I used the user docker defined in the Dockerfile and mount current files to the workdir. However, it shows the docker user had no permission to create any files

PermissionError: [Errno 13] Permission denied

And the file in /home/docker/app

docker@109c5e6b269a:~/app$ ls -l
total 64
-rw-rw-r--  1 1002 1003 11342 Oct 13 12:50 LICENSE
-rw-rw-r--  1 1002 1003  4831 Oct 14 05:49 README.md
drwxrwxr-x  3 1002 1003  4096 Oct 14 08:12 docker
-rwxrw-r--  1 1002 1003   225 Oct 14 08:36 run_train.sh
drwxrwxr-x 11 1002 1003  4096 Oct 14 03:46 src
drwxrwxr-x  4 1002 1003  4096 Oct 13 12:50 third-party

It shows the user and group are not docker. I tried to change owner to docker but some error occurred in my local file system.
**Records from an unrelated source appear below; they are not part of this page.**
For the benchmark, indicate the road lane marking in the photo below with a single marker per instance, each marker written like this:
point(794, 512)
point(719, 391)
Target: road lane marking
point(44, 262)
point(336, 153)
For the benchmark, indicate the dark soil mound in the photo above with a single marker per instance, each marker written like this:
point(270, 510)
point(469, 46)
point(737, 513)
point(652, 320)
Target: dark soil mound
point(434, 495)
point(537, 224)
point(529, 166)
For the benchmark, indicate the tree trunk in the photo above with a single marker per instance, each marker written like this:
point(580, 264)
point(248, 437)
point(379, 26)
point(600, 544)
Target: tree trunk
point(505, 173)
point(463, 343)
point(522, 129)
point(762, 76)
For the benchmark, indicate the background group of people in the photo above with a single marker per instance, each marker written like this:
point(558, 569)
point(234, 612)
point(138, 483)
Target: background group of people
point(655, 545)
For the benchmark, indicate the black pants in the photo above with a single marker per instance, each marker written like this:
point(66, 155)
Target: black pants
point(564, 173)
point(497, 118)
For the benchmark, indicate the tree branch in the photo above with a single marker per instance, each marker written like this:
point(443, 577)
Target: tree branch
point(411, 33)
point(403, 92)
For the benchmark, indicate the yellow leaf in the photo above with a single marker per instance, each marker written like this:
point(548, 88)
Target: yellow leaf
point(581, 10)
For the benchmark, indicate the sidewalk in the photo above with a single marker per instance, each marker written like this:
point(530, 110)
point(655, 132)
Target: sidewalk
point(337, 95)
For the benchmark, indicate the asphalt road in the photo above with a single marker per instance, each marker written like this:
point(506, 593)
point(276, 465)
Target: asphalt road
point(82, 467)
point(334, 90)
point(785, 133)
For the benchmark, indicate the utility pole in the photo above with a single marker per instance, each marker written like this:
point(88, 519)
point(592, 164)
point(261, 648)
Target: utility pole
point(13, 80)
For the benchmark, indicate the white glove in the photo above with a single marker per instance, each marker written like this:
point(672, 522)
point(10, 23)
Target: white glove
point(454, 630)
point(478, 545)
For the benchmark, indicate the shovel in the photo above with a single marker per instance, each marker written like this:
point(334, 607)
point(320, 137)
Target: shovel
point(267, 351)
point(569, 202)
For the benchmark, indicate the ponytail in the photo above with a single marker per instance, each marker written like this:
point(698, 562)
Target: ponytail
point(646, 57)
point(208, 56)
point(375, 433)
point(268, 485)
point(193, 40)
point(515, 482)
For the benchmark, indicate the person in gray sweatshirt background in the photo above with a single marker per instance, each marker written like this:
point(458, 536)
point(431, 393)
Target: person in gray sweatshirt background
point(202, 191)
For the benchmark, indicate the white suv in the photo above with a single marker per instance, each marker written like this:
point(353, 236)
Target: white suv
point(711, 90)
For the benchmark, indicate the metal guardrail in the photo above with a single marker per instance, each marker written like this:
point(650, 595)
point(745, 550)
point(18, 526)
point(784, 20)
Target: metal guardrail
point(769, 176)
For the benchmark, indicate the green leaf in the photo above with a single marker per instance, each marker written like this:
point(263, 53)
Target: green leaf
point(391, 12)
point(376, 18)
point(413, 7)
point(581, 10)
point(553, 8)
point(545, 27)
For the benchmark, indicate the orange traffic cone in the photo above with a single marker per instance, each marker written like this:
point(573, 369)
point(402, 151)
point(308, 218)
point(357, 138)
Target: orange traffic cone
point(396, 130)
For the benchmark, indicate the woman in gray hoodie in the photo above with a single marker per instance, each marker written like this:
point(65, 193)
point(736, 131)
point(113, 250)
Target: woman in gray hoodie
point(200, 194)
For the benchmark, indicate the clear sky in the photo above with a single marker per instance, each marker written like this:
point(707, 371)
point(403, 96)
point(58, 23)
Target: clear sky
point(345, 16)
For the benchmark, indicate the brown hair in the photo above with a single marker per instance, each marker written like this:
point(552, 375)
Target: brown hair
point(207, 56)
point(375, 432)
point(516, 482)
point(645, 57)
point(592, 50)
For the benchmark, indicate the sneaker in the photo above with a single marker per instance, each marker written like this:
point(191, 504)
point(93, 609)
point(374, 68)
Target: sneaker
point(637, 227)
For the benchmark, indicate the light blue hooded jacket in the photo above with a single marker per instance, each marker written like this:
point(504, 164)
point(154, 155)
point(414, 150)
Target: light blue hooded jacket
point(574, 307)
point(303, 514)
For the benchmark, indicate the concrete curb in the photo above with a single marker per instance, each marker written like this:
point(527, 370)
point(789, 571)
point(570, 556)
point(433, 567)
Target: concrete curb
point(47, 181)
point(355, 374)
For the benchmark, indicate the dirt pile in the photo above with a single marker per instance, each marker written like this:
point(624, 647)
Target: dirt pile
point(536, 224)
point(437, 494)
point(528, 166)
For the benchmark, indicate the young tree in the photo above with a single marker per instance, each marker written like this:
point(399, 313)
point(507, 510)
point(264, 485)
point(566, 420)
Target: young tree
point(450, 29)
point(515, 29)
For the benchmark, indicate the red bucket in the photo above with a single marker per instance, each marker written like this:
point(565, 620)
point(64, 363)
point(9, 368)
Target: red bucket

How can I address this PermissionError issue?

Thank you.

Answer 1

You are mapping some directory (pwd) to a volume. The problem is that your local directory belongs to a user with UID=1002, but inside the container the user docker maps to a different UID (probably 1000).

One easy solution is to edit the Dockerfile to specify the UID when creating the user, so it matches your local directory.

If you want your image to be used by others, one good solution is to create an entry point script to modify the user's UID at container creation time, based on environment variable.